A woman leaving the store tells me as I hold the door for her “you won’t want to leave.” I quickly find out why.
The Chocolate Shop is the creation of Paul and Kristin Zaal, and when they started the business retail was mostly an afterthought as their real focus was their growing wholesale business.
It didn’t work out that way, and afterthought probably isn’t the right word. The shop is meticulous in its arrangement and detail, and the warm inviting atmosphere along with the delicious smell of chocolate prompt people such as the one I passed on the way to remark that I won’t want to leave.
That’s probably why the retail side blew up the way it has, as customers flocked to the store to pick up the European chocolates on offer.

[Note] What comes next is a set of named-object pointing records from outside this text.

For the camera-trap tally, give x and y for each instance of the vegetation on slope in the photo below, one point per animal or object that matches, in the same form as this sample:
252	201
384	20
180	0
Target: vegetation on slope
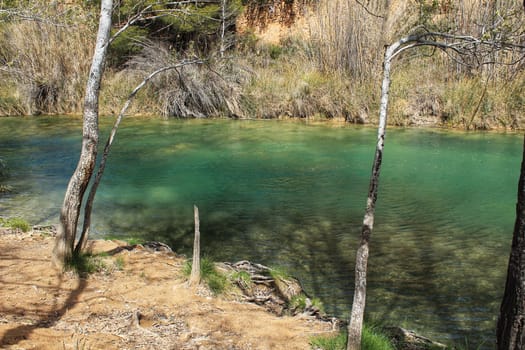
317	70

Word of mouth is spreading about the chocolate the couple imports from Holland, which is very different than any of the chocolate typically found in central Wisconsin. Dutch (and frankly, European) chocolate makers use far less sugar. Despite that, the flavors of the chocolates are hard to compete with. It reminds me of chocolate and pastries I experienced in Asia (including Japan and Thailand); they’re not loaded with sugar, yet still delicious.
The Zaals are hardly new to the chocolate business. The couple started a franchise with locations all over the country. Paul, originally from Holland, and Kristin met while working on a Carnival Cruise, and have lived in Holland and in the U.S. Paul Zaal had also managed the Wausau Center mall prior to getting in the candy business. Paul oversaw the renovation of the mall, including the food court.

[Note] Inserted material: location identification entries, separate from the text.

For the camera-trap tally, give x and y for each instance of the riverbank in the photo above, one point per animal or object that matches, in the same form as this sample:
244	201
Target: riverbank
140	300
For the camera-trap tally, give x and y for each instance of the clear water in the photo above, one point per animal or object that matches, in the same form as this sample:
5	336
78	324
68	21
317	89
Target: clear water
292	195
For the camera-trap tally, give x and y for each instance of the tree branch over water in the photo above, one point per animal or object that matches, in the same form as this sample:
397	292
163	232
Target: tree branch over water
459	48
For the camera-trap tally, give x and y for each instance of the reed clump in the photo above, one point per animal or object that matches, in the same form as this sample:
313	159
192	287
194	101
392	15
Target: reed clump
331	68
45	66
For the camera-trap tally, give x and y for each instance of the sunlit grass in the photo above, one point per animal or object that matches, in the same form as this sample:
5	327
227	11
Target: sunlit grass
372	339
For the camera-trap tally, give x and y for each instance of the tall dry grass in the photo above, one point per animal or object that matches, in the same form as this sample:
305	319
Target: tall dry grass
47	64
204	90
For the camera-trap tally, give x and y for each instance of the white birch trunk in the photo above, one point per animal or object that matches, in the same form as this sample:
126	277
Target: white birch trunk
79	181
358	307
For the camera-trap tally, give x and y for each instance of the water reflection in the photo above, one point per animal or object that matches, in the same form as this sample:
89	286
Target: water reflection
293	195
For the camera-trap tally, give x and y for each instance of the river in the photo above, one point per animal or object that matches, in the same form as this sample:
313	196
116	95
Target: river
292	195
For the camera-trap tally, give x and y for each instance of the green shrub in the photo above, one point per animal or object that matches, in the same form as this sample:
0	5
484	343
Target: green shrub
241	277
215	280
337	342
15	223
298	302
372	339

The chocolate franchises resided in malls, and quickly the Zaals realized as all the stores shut down that they needed a more anti-fragile business model. So the idea of the wholesale business and an online shop was born.
Some of those ideas stuck around though. All the chocolates are priced by weight, and all the same so people can come in, make their own bag with an assortment of chocolates and candies and pay one price. They can also do that online too, something unheard of in the business. (There are also pre-sorted boxes perfect for gifts.)

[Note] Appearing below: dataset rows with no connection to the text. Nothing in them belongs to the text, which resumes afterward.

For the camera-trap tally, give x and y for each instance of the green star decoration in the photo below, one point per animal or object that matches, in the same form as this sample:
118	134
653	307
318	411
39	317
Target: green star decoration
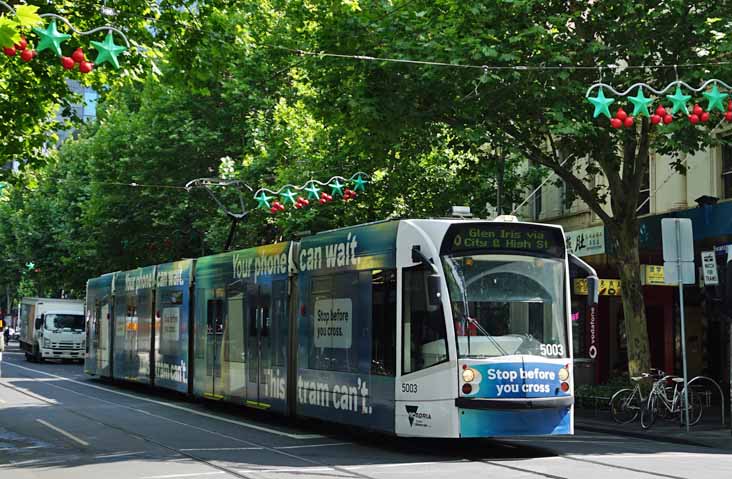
601	104
679	101
263	200
51	38
289	195
108	51
337	187
313	191
640	103
715	99
359	184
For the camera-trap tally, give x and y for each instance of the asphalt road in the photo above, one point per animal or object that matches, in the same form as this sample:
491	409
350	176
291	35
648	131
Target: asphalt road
57	423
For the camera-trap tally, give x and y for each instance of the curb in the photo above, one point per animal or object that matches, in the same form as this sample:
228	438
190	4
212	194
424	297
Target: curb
644	435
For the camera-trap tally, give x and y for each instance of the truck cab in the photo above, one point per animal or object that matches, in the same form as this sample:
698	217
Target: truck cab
52	329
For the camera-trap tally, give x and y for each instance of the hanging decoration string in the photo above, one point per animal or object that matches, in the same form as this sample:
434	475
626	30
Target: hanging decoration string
291	193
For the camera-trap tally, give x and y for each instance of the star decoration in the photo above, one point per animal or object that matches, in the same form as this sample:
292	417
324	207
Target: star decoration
51	38
601	104
715	99
313	191
679	101
359	184
337	187
263	200
289	195
108	51
640	103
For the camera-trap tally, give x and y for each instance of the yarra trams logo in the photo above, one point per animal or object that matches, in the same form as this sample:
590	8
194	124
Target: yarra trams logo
421	418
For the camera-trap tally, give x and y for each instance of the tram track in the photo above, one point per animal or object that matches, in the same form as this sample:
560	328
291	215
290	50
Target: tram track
315	465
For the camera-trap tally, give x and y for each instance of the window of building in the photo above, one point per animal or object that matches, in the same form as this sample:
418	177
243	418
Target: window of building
424	335
727	171
383	320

Paul points out a photo behind a candy station — it was a photo of his grandfather’s store in Amsterdam. Not only was his grandfather in the candy business, but so was his father, making Paul the third generation to be in the business.
The building itself has history, the couple says. Kristin told City Pages about a 100-year-old woman who said she used to go to the church across the street on Sundays, and afterward get her hair done. The 120-year-old building had been a hair salon, a grocery store, a meat market and even a wallpaper store. It was last an antique before becoming the chocolate shop it is today.
The retail side is booming, but so is the wholesale. A set of corporate orders rests nearby us during the interview, and plenty of other stores sell their product: Evolutions in Design, Wisconsin Rapids Floral, Vino Latte and even Sawmill Trampoline Park.
The formula for success seems to lie in a pretty basic premise: a quality product at a good price. A box of “cookies” (think like a Whopper but 10 times better) costs $8.95 for a box of 75. $14.95 worth of chocolate gets you more than a pound.
“We’ve never been focused on doing things on the cheap; we focused on having a quality product at a normal price,” Paul Zaal says. “Chocolate doesn’t have to be expensive.”
That’s been a winning formula for the couple so far, as their online business grows at a rate competitive with their retail establishment. Wausonians seem to simply love it.